Some people tend to explain this in terms of the density of bright and extraordinary events happening, and it seems to be little doubt, that the density of such events has quite a bit of influence on both the current and retrospective perception of the speed of physical time.

However, let us consider the situation when the outside life flows uniformly. It is natural to assume, that "value" of a unit of physical time, t, for an individual, is inversely proportional to his/her perception of internal age, T. We are going to derive from this, that T = C*SQRT(t), where the choice of C is just a matter of the choice of units for physical and internal time, so assuming that at an age of 1 physical year, the person has an internal age of 1 internal year, we obtain T = SQRT(t), where t is measured in years, and T is measured in our artificial units of internal years.

We would like to express the hope that this model reasonably describes the relationships between physical and internal time in more realistic cases of non-uniform life flow as well, although a more accurate analysis of probability distributions is needed to confirm this.

Our assumption, that "value" of a unit of physical time, that is, its contribution to our internal time, is inversely proportional to one's internal age, can be expressed via a differential equation dT/dt = D/T, where D is some constant.
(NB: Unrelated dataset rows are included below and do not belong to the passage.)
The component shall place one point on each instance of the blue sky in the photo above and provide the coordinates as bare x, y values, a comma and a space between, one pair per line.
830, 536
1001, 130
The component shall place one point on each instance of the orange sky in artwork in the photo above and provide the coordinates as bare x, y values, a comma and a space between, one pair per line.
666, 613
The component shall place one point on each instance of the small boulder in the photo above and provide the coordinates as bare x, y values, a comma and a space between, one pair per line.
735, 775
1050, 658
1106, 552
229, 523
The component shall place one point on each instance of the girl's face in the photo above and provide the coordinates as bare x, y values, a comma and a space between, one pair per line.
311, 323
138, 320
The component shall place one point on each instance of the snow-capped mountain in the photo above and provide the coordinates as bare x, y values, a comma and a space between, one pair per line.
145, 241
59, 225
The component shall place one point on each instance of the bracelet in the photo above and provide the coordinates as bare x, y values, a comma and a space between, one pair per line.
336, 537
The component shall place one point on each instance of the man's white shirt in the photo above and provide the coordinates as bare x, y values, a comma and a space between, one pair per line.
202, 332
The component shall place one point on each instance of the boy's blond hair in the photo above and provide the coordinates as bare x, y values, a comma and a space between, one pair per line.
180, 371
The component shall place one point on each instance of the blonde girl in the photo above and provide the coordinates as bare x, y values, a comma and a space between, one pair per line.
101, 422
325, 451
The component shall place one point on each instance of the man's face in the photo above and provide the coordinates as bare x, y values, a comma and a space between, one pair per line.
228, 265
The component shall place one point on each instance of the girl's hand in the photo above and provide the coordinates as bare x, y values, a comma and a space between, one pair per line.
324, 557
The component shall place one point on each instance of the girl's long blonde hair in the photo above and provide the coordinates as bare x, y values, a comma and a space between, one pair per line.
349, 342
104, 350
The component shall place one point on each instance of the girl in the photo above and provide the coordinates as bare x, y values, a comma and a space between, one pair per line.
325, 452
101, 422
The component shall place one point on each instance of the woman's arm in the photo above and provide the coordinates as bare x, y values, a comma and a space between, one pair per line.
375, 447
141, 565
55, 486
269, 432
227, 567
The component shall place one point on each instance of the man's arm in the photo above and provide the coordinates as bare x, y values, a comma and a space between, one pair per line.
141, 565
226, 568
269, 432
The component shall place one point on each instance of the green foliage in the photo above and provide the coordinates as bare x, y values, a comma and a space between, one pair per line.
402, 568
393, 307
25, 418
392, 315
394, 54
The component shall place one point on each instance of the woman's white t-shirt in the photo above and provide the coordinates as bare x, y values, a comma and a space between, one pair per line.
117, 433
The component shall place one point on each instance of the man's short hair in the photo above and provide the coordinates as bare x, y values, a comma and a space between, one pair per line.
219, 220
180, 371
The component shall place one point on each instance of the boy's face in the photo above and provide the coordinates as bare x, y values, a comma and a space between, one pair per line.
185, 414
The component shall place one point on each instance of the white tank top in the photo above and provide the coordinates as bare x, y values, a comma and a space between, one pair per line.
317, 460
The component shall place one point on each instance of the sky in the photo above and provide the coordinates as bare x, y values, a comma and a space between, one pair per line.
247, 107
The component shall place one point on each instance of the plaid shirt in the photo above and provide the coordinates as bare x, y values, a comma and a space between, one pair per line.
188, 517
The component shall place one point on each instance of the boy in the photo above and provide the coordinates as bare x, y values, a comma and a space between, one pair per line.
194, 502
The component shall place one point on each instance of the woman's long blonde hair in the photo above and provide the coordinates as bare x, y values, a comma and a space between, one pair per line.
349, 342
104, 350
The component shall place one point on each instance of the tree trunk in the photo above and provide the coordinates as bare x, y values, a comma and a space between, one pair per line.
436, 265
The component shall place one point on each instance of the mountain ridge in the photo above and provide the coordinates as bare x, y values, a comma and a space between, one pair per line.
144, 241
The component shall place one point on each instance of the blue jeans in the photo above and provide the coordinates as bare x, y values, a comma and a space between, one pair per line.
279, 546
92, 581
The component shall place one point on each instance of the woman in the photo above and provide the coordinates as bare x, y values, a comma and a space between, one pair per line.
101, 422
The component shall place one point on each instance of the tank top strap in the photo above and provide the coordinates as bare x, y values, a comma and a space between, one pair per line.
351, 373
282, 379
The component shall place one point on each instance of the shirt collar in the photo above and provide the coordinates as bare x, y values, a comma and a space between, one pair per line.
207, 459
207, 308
Integrating this equation, we obtain that T = SQRT(2*D*t) + E, where E is another constant. Choosing the physical time coordinate so that t = 0 in the moment of birth, assuming that at the moment of birth internal age, T, is also zero, and denoting C = SQRT(2*D), we obtain T = C*SQRT(t), and T = SQRT(t), when T is measured in our internal years.

Hence, our expected lifespan can be thought of, as 8-10 internal years (64-100 years), of which initial physical years are especially valuable, and thus should not be sacrificed for "successes in future life". Indeed, assuming even the lifespan of 100 physical years (and the shorter this lifespan, the more is the value of initial physical years), we obtain, that the first year corresponds to 10% of life, the years 2-4 for another 10%, they years 5-9 for another 10%, yielding 30% of life by the age of 10. Years 10-16 yield the next 10%, and years 17-25 another 10%, making a half-life at the age of 25 for a person who expects to live a hundred years.

Say again, it is quite stupid to sacrifice the quality of really meaningful initial years of our lifes, in order to supposably insure better quality of "future" or "adult" life. An hour of a 9-year old is worth 2 hours or 36-years old, an our of a 16-year old is worth 2 hours of 64-years old, etc.


REMARK: It is important not to make an error of deriving the equation dT/dt = D/t, and obtaining an incorrect logarithmic answer. In some sense, the results we obtained are less pessimistic than one might have expected, after one had agreed that time passes faster as we age.


I've made this derivation sometime in late 70-s or early 80-s (that is at the internal age of 4), and wrote it down in December 1997 (I'll be 6 internally in the year 2000).


(November 2015 update: It turns out this model had been discovered at least as early as 1975: Subjective Acceleration of Time with Aging, Perceptual and Motor Skills, 1975, 41, 235-238. The topic is further discussed in "Time Warped: Unlocking the Mysteries of Time Perception", by Claudia Hammond, 2012-2013.)